Rational. We have recently demonstrated that GroEL (prokaryotic HSP60) is released from cultures of Lactobacillus when grown in biofilms (to mimic the probiotic intestinal colonization) and induced, in monocytes, an anti-inflammatory response by blocking the release of TNF-alpha or IL-1-beta (Dias et al, J Gastroenterol 2021). We have also shown that the β3-adrenergic receptor is expressed and functional in human intestinal macrophages and Its stimulation leads to anti-inflammatory properties.
Objectives.a) to study the role of lactobacillus HSP60 (GroEL) and β3-AR on intestinal homeostasis, via the regulation of macrophages/lymphocytes using in vitro, ex vivo models (organotypic and 3D cultures performed with intestinal crypts isolated from colon resection of patients (Dr. B. Paquette, Digestive surgery, university hospital of Besançon) and in our mice models of acute or chronic inflammatory bowel diseases. Since our pharmacological agents (GroEL- and β3-agonists) are highly lipophilic, we intend to use our recently patented technology that uses lipoproteins as nanovectors (FR3051674-A1; WO2017207897-A1. Hadi et al, JCI Insight 2020).
Funding : Private company Hastim.
Rational. Autologous therapeutic vaccine in cancer will permit personalized and universal cancer treatment. To this goal, immunizing cancer patients with autologous tumor derived HSP-peptide complexes directly isolated from the tumor biopsy was a concept in personalized immunotherapy developed more than 20 years ago (Srivastava et al, Nat Immunol 2000). Although it showed some encouraging results in cancer patients, the results obtained were not conclusive. As we have learned the importance of the vectorization in vaccine strategies, this concept of personalized vaccination is being updated. Hastim, a pioneering French biotechnology company in research on immune stimulation vector has developed a support of hydroxyapatite that also allows an HSP-dependent concentration of tumor peptide antigens. These hydroxyapatite-based autologous therapeutic vaccines (APAVAC®) are already being used in clinical veterinary (dogs and horses with a B cell lymphoma) with outstanding results. With the final goal of testing this APAVAC vaccine in patients we need first to use preclinical cancer mice models to explore both its efficacy and mechanism of action.
Objectives.
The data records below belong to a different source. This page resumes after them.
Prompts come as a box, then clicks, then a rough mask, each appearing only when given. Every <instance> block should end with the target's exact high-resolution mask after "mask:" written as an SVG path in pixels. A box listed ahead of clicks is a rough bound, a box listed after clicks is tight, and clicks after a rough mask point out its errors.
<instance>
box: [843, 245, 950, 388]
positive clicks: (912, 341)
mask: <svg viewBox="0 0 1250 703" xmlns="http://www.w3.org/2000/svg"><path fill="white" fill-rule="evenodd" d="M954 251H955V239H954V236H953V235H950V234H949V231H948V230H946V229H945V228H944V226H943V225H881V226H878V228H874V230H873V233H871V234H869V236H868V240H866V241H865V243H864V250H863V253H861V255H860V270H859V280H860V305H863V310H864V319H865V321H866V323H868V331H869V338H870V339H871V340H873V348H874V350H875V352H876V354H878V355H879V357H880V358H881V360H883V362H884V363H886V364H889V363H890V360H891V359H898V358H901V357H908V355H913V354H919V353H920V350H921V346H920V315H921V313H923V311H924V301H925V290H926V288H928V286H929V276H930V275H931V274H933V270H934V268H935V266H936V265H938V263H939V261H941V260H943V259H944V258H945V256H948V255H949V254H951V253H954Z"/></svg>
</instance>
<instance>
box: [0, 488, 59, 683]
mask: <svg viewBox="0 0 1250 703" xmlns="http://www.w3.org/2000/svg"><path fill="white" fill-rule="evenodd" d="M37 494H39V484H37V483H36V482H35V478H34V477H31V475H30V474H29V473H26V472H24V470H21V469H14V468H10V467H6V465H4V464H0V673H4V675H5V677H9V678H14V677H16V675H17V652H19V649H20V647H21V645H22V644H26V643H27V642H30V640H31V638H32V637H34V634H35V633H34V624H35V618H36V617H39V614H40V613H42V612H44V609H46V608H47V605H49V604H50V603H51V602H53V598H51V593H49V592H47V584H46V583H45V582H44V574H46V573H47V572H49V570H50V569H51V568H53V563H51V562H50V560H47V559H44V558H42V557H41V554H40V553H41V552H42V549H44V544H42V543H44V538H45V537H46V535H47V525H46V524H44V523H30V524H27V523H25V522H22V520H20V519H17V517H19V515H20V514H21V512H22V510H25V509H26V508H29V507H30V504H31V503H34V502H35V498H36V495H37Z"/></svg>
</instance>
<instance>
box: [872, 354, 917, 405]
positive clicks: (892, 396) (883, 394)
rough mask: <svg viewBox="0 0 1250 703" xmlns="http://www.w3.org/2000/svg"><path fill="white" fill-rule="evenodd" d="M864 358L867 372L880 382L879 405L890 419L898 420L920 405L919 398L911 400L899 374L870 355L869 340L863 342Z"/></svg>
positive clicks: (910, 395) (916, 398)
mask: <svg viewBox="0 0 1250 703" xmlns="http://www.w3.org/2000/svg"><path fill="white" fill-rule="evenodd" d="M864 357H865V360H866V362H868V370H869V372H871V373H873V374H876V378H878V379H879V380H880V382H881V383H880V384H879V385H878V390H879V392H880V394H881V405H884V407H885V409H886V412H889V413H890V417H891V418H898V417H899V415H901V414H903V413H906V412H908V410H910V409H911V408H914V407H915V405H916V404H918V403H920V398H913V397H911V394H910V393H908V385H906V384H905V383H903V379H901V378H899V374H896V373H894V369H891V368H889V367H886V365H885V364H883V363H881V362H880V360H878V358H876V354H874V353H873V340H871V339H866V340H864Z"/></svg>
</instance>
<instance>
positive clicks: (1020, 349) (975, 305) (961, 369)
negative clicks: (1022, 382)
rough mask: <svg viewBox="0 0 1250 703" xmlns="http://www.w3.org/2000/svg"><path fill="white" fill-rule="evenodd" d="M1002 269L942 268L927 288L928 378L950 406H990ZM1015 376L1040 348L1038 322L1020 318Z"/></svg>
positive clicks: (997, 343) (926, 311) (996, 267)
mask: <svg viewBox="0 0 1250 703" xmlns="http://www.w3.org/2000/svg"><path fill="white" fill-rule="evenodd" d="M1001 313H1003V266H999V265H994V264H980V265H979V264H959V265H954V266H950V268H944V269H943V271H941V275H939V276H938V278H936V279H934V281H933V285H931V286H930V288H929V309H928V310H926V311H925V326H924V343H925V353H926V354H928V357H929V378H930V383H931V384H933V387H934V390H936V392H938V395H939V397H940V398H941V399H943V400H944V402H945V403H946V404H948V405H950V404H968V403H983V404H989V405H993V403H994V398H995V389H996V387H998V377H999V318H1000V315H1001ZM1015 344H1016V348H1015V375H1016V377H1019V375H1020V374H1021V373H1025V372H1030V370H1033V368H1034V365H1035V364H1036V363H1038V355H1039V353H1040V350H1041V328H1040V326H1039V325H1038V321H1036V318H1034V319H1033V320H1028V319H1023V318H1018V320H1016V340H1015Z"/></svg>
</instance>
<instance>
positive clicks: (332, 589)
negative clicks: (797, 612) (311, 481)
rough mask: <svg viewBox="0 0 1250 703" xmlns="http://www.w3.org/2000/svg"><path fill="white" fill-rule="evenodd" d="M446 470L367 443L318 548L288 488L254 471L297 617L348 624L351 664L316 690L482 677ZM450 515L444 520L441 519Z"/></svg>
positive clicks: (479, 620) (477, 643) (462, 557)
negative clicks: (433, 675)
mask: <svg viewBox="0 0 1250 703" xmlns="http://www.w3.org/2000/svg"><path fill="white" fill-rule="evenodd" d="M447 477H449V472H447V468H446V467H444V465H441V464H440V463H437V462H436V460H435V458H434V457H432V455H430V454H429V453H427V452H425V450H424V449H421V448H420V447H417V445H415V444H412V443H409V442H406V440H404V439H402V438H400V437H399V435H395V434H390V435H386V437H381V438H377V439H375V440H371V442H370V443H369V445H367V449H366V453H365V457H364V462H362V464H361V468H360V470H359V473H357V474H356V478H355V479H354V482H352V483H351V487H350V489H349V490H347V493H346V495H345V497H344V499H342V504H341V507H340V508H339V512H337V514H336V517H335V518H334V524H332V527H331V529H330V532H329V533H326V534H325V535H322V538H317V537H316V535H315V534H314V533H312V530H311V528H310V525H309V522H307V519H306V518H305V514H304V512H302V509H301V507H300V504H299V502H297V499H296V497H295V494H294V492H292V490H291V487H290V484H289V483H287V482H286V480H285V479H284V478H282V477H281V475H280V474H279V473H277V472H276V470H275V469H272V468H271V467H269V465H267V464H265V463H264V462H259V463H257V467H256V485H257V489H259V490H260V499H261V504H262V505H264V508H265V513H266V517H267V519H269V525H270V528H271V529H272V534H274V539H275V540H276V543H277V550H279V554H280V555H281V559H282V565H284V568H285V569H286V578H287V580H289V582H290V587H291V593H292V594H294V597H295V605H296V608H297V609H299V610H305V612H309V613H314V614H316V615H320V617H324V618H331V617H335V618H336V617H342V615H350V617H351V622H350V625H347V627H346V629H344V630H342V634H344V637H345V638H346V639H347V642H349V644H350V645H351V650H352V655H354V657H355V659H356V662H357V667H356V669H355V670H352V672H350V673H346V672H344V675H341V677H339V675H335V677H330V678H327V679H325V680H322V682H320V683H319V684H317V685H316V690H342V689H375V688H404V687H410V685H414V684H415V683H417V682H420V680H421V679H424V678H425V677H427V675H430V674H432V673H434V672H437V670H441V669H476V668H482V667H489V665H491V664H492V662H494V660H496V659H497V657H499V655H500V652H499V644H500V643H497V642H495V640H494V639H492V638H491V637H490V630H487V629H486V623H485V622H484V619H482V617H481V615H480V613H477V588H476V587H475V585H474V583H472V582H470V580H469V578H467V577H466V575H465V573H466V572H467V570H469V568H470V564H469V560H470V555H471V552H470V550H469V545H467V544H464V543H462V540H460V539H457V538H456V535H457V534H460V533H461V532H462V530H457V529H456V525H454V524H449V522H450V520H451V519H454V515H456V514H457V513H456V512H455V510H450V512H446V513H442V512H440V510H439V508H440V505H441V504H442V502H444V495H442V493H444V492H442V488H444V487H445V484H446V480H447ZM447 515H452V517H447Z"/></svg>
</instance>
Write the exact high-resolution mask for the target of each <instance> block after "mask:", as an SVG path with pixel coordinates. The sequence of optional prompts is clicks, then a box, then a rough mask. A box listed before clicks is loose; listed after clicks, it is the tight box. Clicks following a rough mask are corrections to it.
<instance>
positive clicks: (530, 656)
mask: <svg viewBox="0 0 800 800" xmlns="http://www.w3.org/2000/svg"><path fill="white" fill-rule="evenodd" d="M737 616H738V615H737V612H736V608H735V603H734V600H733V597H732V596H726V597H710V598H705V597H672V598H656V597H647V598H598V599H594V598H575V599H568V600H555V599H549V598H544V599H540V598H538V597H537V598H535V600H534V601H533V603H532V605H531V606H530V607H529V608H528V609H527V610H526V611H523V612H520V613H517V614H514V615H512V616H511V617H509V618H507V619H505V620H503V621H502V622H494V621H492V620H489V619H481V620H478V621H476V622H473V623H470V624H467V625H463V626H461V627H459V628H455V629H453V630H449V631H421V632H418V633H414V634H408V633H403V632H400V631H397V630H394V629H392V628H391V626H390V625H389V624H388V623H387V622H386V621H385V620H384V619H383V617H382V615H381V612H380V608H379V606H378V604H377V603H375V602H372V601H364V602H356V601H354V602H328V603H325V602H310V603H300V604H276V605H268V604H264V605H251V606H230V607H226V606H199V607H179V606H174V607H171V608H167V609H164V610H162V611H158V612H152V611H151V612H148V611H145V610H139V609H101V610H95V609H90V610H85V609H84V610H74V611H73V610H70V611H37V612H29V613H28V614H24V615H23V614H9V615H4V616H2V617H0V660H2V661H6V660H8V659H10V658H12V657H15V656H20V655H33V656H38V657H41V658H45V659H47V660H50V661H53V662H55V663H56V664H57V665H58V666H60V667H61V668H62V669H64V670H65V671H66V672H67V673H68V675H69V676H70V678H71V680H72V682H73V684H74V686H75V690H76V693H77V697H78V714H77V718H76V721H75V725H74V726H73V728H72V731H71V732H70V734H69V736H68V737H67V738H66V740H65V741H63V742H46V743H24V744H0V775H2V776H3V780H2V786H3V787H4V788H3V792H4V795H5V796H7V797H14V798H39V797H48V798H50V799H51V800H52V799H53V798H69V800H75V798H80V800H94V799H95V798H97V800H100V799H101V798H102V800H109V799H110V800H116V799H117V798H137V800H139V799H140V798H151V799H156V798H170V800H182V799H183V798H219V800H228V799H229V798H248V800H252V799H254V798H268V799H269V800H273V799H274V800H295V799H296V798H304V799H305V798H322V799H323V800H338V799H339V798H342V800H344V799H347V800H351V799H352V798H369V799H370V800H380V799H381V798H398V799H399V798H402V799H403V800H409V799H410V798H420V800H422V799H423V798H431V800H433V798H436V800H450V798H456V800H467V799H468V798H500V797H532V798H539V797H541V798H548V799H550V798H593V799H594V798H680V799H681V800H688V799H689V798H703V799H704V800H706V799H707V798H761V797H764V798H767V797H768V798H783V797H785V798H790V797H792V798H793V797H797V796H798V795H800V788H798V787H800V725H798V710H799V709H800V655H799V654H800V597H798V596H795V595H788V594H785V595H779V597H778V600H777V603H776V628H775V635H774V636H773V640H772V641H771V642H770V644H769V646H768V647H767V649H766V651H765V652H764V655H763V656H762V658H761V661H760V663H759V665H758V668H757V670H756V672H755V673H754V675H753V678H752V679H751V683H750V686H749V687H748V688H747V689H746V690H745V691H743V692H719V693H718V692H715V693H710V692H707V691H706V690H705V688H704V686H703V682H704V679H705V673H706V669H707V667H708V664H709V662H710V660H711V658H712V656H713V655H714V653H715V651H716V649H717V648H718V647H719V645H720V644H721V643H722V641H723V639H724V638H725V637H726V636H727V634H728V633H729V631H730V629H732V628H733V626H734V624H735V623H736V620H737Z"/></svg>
To characterize the immunotherapeutic effect of those hydroxyapatite-based vaccines using different rodent cancer experimental models including humanized murine model xenografted with patient-derived tumors. To identify universal biological markers to predict response to this personalized cancer treatment. To establish grounds to initiate a pilot phase 1 clinical trial study.
Rational. IAPs (inhibitors of apoptosis) constitute an evolutionary conserved family of proteins, discovered in baculovirus as potent inhibitors of apoptosis in infected insect cells (Gyrd-Hansen et al. Nat. Rev. 2010). Among IAPs, cIAP1 is an E3-ubiquitin ligase with oncogenic properties. Thanks to its E3-ubiquitine ligase activity, it has the capacity of modulate the stability, activity and the interaction network of its protein partners. It is thus able to control the duration and intensity of signaling pathways, allowing cells to adapt to changing environment and to cope with intracellular and extracellular stresses. We demonstrated that cIAP1 is expressed both in the nucleus and cytoplasm and we identified novel protein partners. We also demonstrated that alterations in cIAP1 expression in different tumor samples and demonstrated oncogenic properties in mice (Marivin et al. Oncogene 2014, Glorian et al. CDDi 2017, Allègre et al. PlosONE 2018, Tencer et al. Nat Struct Cell Biol in revision).
The Objective is to assess the oncogenic properties of cIAP1, determine its nuclear functions, analyze its role in regulating several signaling pathway (for example TGFβ signaling pathways), develop specific inhibitors and evaluate their efficacy in the treatment of tumor and fibrosis.